İki filminiz var,”Askıda” ve “Münhasır”. “Askıda” filminiz Türkiye’de ve dünya çapında önemli dereceler kazandı. “Askıda” filminizde “mülteci olma” konusunu “poşet” metaforuyla anlattınız. Bu film nasıl ortaya çıktı ve sizi mülteci konusunu anlatmaya iten nedir?

Askıda, benim mültecilerle uzun süreli temaslarım sonrası ortaya çıkmış bir kısa film. Dünyanın en büyük meselelerinden biri olan ve yaşadığımız dönemde ülkemizin de yok sayamayacağı kadar etkilendiği bir gerçeklik, mültecilik. Kayıtsız kalmak imkansız. Ben de her bir mülteci ile temaslarımda şahit olduğum hikayelerinin bendeki etkisini, yansımasını bildiğim yoldan anlatmak istedim. Fakat bireysel bir hikaye değil, genel bir anlama metni üzerinden yola çıktım filmimde. Bir mülteci hikayesi değil, bir mülteci olsam ne hissederdim, sorusunun peşinden giderek. Böylece bir mülteci poşete dönüştü, poşet sürüklenmeye. Yağmurda, çamurda, tozda toprakta uçuşarak kendine bir yer edinme, bir yuva bulma, bir nefes alma ihtiyacının ancak başka illerde/ellerde tam bir yerleşememek hali olarak askıda kalmasından ibaret eğreti bir son. Yersizlik, yurtsuzluk halinin benceki çağrışımının sürüklenme ve boşlukta kalma hissi üzerinden bir deneysel kısa filmdi Askıda.

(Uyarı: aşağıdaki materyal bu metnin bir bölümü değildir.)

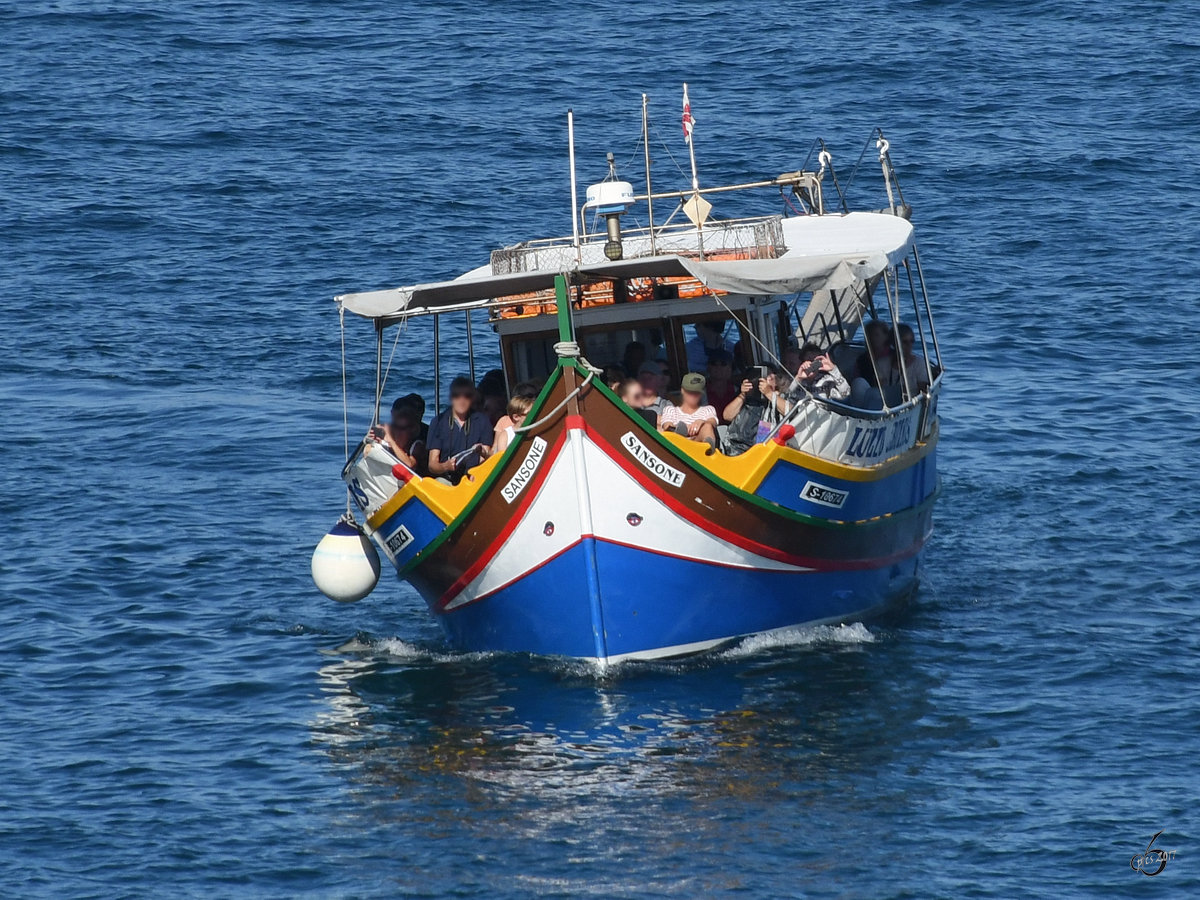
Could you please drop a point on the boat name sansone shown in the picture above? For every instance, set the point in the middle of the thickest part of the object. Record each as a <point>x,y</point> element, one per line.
<point>401,539</point>
<point>525,474</point>
<point>653,463</point>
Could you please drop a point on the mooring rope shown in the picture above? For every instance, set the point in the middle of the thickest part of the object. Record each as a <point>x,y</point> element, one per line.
<point>564,349</point>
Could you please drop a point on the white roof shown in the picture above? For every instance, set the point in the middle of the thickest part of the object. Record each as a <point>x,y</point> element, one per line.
<point>823,252</point>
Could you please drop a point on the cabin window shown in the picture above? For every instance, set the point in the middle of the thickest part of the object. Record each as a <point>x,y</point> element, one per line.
<point>532,359</point>
<point>705,335</point>
<point>619,346</point>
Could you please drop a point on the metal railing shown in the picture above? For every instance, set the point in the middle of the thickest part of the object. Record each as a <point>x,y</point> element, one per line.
<point>760,238</point>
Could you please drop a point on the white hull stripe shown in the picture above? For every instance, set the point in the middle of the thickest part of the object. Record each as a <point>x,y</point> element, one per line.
<point>622,513</point>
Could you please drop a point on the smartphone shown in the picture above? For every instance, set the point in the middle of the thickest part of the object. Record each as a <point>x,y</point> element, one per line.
<point>755,373</point>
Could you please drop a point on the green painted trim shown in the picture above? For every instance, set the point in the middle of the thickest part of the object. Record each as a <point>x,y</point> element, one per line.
<point>509,451</point>
<point>774,508</point>
<point>563,304</point>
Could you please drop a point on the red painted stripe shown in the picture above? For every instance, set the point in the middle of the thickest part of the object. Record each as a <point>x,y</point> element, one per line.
<point>647,483</point>
<point>510,582</point>
<point>527,497</point>
<point>706,525</point>
<point>856,564</point>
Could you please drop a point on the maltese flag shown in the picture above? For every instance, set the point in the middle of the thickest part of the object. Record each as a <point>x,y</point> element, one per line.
<point>689,123</point>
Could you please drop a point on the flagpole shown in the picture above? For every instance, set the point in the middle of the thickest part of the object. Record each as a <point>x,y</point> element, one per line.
<point>649,193</point>
<point>691,154</point>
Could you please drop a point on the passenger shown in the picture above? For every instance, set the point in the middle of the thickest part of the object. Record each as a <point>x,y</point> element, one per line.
<point>879,347</point>
<point>492,383</point>
<point>634,357</point>
<point>505,430</point>
<point>754,413</point>
<point>630,390</point>
<point>913,364</point>
<point>653,381</point>
<point>820,377</point>
<point>415,402</point>
<point>613,376</point>
<point>459,438</point>
<point>525,390</point>
<point>402,437</point>
<point>865,391</point>
<point>709,339</point>
<point>721,388</point>
<point>690,419</point>
<point>793,358</point>
<point>493,396</point>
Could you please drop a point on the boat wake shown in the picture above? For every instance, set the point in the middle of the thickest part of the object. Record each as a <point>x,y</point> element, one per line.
<point>801,636</point>
<point>399,651</point>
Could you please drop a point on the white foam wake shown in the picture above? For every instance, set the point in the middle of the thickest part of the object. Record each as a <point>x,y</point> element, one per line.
<point>801,636</point>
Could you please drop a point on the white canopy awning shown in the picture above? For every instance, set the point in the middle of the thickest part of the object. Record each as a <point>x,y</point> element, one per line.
<point>823,252</point>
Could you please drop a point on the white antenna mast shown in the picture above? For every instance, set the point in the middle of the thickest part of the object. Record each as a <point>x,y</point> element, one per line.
<point>575,196</point>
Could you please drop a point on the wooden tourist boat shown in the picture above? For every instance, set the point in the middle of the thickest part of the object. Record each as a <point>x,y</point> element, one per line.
<point>597,535</point>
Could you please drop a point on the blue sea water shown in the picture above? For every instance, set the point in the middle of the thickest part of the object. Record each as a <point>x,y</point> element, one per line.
<point>183,190</point>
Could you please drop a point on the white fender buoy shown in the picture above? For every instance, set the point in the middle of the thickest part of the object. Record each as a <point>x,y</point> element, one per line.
<point>346,564</point>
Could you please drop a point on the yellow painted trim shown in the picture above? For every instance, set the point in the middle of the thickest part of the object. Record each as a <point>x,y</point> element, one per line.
<point>861,473</point>
<point>447,502</point>
<point>739,471</point>
<point>749,469</point>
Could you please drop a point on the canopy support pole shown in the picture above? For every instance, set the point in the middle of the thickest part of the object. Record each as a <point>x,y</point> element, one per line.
<point>437,365</point>
<point>916,311</point>
<point>929,313</point>
<point>378,370</point>
<point>649,192</point>
<point>898,349</point>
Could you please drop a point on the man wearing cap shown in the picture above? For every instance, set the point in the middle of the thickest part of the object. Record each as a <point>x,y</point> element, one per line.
<point>690,419</point>
<point>720,390</point>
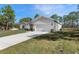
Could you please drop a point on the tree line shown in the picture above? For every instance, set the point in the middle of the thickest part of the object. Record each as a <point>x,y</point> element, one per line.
<point>8,18</point>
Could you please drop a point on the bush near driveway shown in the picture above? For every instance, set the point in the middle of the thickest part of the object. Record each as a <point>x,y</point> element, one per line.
<point>11,32</point>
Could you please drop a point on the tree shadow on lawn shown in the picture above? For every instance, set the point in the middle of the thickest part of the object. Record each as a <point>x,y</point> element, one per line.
<point>59,35</point>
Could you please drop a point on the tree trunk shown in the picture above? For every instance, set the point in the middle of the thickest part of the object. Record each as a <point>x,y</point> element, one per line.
<point>6,26</point>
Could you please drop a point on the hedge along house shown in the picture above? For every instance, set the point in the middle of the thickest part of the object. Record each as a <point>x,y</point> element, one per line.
<point>43,24</point>
<point>26,25</point>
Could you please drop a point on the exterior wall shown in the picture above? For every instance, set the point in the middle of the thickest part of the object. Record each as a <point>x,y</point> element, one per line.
<point>42,25</point>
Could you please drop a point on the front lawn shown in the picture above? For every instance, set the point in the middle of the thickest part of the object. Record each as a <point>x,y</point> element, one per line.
<point>10,32</point>
<point>52,43</point>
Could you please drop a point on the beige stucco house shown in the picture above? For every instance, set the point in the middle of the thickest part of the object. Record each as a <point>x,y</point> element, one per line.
<point>43,24</point>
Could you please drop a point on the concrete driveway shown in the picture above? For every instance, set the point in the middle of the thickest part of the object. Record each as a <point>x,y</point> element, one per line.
<point>11,40</point>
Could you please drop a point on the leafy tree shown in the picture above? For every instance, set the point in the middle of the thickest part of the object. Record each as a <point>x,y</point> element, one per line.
<point>36,15</point>
<point>56,17</point>
<point>8,16</point>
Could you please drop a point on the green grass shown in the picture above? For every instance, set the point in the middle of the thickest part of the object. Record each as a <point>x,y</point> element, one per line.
<point>66,42</point>
<point>11,32</point>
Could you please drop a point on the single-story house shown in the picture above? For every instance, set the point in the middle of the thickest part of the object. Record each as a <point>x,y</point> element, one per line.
<point>43,24</point>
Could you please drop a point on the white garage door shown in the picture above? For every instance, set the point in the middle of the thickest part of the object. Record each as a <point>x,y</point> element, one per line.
<point>42,27</point>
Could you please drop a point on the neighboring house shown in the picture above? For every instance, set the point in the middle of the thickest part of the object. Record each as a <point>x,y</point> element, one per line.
<point>25,25</point>
<point>43,24</point>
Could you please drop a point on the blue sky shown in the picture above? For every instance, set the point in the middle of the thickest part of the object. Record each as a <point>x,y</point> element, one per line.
<point>29,10</point>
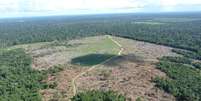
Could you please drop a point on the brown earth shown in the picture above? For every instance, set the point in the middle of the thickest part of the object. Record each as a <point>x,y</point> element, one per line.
<point>130,74</point>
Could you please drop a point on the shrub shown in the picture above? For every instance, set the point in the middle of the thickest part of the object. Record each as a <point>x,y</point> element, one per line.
<point>98,96</point>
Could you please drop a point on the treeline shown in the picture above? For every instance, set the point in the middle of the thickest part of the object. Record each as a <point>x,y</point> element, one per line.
<point>18,81</point>
<point>182,31</point>
<point>184,78</point>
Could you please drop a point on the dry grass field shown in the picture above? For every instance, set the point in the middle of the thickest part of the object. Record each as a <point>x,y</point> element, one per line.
<point>130,74</point>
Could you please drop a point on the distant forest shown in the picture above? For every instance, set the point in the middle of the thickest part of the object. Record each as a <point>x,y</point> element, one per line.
<point>179,30</point>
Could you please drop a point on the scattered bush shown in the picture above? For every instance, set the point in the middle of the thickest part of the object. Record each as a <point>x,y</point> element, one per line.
<point>98,96</point>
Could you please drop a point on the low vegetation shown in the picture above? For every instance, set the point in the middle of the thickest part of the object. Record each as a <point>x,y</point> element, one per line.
<point>184,80</point>
<point>18,81</point>
<point>98,96</point>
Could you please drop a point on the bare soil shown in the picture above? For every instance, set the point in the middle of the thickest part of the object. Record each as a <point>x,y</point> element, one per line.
<point>130,74</point>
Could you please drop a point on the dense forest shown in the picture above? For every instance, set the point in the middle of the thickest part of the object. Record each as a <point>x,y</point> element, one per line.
<point>183,31</point>
<point>18,81</point>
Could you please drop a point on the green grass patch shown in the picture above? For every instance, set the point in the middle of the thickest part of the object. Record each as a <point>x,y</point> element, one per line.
<point>91,59</point>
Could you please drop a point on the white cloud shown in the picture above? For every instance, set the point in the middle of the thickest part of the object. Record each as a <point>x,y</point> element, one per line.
<point>16,6</point>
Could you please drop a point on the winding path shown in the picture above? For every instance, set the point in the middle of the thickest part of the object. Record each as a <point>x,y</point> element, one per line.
<point>93,67</point>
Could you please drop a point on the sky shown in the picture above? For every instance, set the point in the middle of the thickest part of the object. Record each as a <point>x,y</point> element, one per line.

Batı çeşitli filmlere, belgesellere ödül veriyor. Bu ödüllerden kazanabilmek için dünyanın her yerinden başvurular oluyor. Suriyeli mülteciler, çeşitli zulümler veya insana dokunan filmler-belgeseller yapılınca Batı bunlara dikkat kesiliyor. Ödül veriyor… Batı bu tür filmlere-belgesellere dikkat kesilip ödül vermesine rağmen gerçek hayatta ne zulmlere ne mültecilere ne de siyahilerin gördüğü baskıya tepki vermemesini nasıl buluyorsunuz?

Hollywood sineması Amerika’nın kendini aklama projesidir, der Abdulhamit Güler. Kesinlikle öyledir. Genel olarak sinema, hatta daha genelde sanat, samimi bir kendini gösterme alanı olarak bazı ellerde kendini aklama projesine dönüşmeye de çok elverişli. Duygusal bir bağ kurmaya çalışarak yaptıklarının üstünü örtme, “Aslında benim kalbim temiz.” yahut “benim dedem de hacıydı.” deme biçimi. Ne yaptığınız değil, onu nasıl gösterdiğiniz önem kazanıyor. Bir vicdanı varmış gibi, rikkat sahibiymiş gibi davranıyor. Aslında bu bizi daha çok dikkate davet ediyor.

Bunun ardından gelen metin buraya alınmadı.